FAA History Lesson -- November 27, 2013



I am happy to report the only item in the FAA's history that mentions Thanksgiving is the following one from November 15, 2013. Let's keep it that way shall we?

For the non-controllers reading this, the day before Thanksgiving is traditionally the busiest day of the year for air traffic controllers. We always pray for really good weather...or really bad weather. The rationale is (of course) safety. We want weather good enough for the inexperienced (or rusty) pilots. Or we want weather so bad that the only ones that will consider flying are the professional pilots. In short "got-to-get-there-itis" is the number one cause of accidents in aviation. Y'all be careful out there.

From the Update to FAA Historical Chronology 1997-2012 (A .pdf file)

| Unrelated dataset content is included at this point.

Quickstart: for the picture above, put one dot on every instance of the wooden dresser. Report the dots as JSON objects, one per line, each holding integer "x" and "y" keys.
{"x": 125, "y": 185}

"November 15, 2007: President George W. Bush announced an agreement between the FAA and DoD that temporarily released military airspace for Thanksgiving holiday travel. Under the airspace agreement, the Department of the Navy released airspace, above 24,000 feet, off the east coast from Maine to Florida. FAA was allowed to use that airspace from 4 p.m. eastern standard time on Wednesday, November 21, to 6 a.m. eastern standard time on Monday, November 26. The Navy continued to control airspace off the east coast below 23,000 feet for training operations."

For my long-time readers, you might remember this little piece of history happened shortly after I retired and I was able to weigh in on the subject. And thanks to James Fallows, a lot of people got to read about it.